Ore mineralogy and geochemistry in the M2 orebody, Challenger, SA: Implications for gold distribution and remobilisation

Abstract

The Challenger gold deposit, northwest Gawler Craton, South Australia, underwent granulite-facies metamorphism during the Sleafordian orogeny. Since its discovery, debate has focused on the genetic history of the Challenger deposit and whether the mineralisation is metamorphogenic (synorogenic) or metamorphosed (pre-metamorphic precursor). Unlike other studies that have targeted the silicate assemblages in the wallrock to understand ore evolution, the present study attempts to unravel part of the genetic history from the ore minerals themselves, specifically from the main ore minerals (löllingite, arsenopyrite and pyrrhotite) and various trace minerals. The study is also the first which has been able to access the entire strike of the M2 orebody, which forms the mainstay of current exploitation. One goal of the work was to establish if distinctions could be made between mineralogy and textures in the M2 orebody and those in distinct high-grade areas of the deposit.

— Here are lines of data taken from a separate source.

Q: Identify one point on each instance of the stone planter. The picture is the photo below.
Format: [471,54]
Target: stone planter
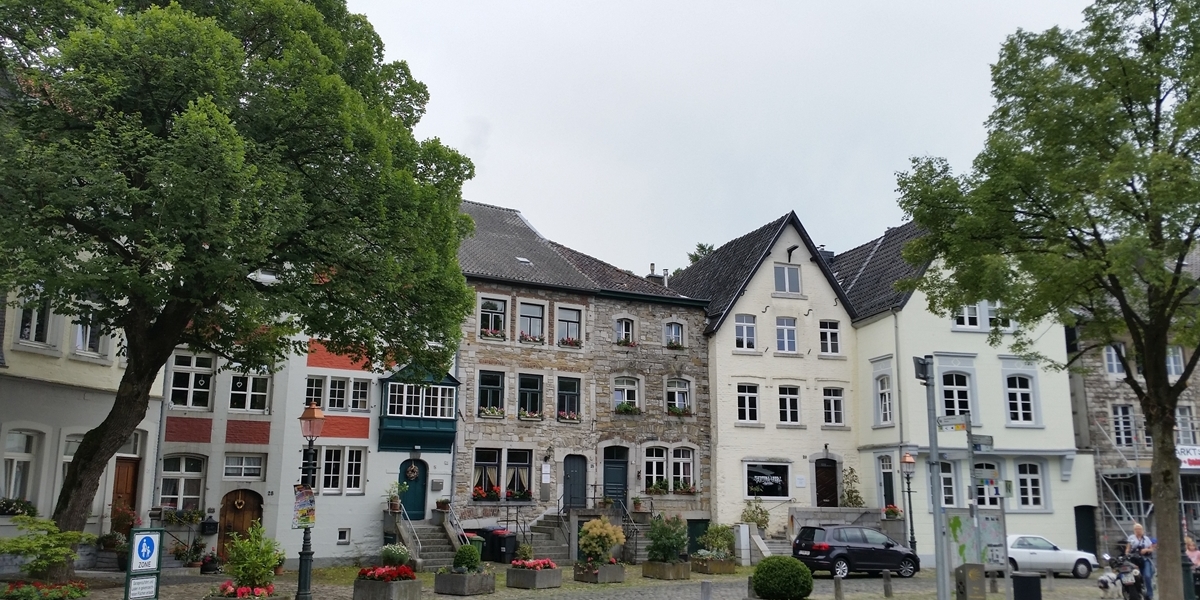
[465,583]
[666,570]
[714,567]
[369,589]
[605,574]
[533,579]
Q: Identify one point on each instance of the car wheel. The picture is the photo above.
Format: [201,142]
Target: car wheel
[840,568]
[1081,570]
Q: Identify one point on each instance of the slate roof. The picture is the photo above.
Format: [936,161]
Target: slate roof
[723,275]
[869,273]
[503,238]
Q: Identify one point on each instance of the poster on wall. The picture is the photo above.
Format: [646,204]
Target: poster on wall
[305,513]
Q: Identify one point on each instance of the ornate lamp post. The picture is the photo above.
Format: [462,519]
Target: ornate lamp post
[909,466]
[312,420]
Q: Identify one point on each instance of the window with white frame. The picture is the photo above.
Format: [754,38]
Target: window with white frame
[955,394]
[787,279]
[748,402]
[1019,390]
[785,334]
[744,331]
[247,467]
[191,381]
[181,483]
[831,339]
[834,406]
[790,403]
[1029,485]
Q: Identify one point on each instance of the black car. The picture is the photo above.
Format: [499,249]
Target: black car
[844,549]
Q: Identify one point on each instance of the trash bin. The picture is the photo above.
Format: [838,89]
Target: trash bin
[1027,586]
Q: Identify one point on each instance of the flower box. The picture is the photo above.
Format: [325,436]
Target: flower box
[533,579]
[369,589]
[666,570]
[601,574]
[714,567]
[465,583]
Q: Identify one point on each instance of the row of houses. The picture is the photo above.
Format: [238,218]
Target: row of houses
[766,371]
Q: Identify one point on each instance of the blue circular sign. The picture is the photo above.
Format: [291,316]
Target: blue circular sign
[145,547]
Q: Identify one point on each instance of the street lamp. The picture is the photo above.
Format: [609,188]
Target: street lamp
[312,420]
[909,466]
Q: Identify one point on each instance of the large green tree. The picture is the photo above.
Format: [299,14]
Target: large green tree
[1084,205]
[226,175]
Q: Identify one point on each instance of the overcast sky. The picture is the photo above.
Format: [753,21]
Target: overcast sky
[630,131]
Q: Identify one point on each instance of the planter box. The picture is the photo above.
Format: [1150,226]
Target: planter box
[533,579]
[713,567]
[605,574]
[465,585]
[367,589]
[666,570]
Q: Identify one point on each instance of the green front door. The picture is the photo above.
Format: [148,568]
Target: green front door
[417,475]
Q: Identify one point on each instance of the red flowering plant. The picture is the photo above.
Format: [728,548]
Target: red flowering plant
[387,574]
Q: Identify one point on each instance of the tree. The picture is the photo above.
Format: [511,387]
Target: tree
[1083,205]
[223,175]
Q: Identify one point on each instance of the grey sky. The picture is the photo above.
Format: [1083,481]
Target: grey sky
[631,131]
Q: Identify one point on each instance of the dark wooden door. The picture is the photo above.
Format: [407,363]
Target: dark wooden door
[575,481]
[239,510]
[125,485]
[827,483]
[415,474]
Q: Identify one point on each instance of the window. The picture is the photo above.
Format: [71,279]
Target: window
[569,327]
[883,394]
[785,334]
[789,403]
[767,480]
[247,393]
[655,468]
[1122,425]
[1113,354]
[492,318]
[679,396]
[244,467]
[955,394]
[1029,485]
[624,390]
[748,402]
[491,393]
[743,331]
[1174,360]
[191,381]
[787,279]
[181,477]
[529,396]
[834,406]
[829,337]
[1020,399]
[517,475]
[569,399]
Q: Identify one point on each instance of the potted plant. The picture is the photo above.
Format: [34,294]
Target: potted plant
[595,544]
[669,543]
[468,577]
[717,556]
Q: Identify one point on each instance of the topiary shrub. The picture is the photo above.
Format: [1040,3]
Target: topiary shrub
[783,579]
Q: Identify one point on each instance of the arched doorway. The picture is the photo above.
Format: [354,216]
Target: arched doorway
[239,510]
[415,474]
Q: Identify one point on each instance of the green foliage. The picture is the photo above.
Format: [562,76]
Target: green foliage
[781,579]
[669,539]
[43,544]
[251,559]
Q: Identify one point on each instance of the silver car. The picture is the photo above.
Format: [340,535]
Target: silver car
[1037,553]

By integrating microscopy, electron probe analysis, determination of trace element distributions in ore minerals by laser-ablation ICP mass spectroscopy (LA-ICP-MS), electron back-scatter diffraction (EBSD) and transmission electron microscopy of pyrrhotite, the study has established that grain-scale remobilisation of lattice-bound gold to form visible gold took place by mineral-fluid interaction via coupled dissolution-reprecipitation reaction. This is in addition to the melt-assisted remobilisation of Au, which is considered to account for the high-grade ore. The study shows that the ore mineral assemblage in M2 ore is broadly similar to that of M1, except that there are some significant differences with respect to the association of gold; Au-Ag-Te associations appear to be more important in M2 than Au-Bi associations described in earlier publications.

The LA-ICP-MS data show that tens of ppm Au are retained in the löllingite lattice, but that coexisting arsenopyrite is a very poor host for invisible Au. The trace element contents of the two minerals in different textural settings can help to constrain the metamorphic development of the ore. Furthermore, the pioneering attempt to use EBSD to study associations of löllingite and arsenopyrite show promise for relating gold remobilisation to deformation. Mineral assemblages and trace element signatures observed in the present study are consistent with a precursor, zoned, epithermal-style deposit.

The mineral inventory of the Challenger deposit has been expanded by the identification of several telluride minerals previously unreported from Challenger (hessite, petzite, hedleyite, volynskite), as well as greenockite, scheelite and gahnite. Two less-common pyrrhotite types (3C and 1C) are also reported. The presence of Ag-rich electrum, sub-microscopic gold at reaction fronts between arsenopyrite and löllingite, „invisible‟ gold in löllingite, and the presence of graphite in the M2 ore, all carry implications for mineral processing and gold recovery.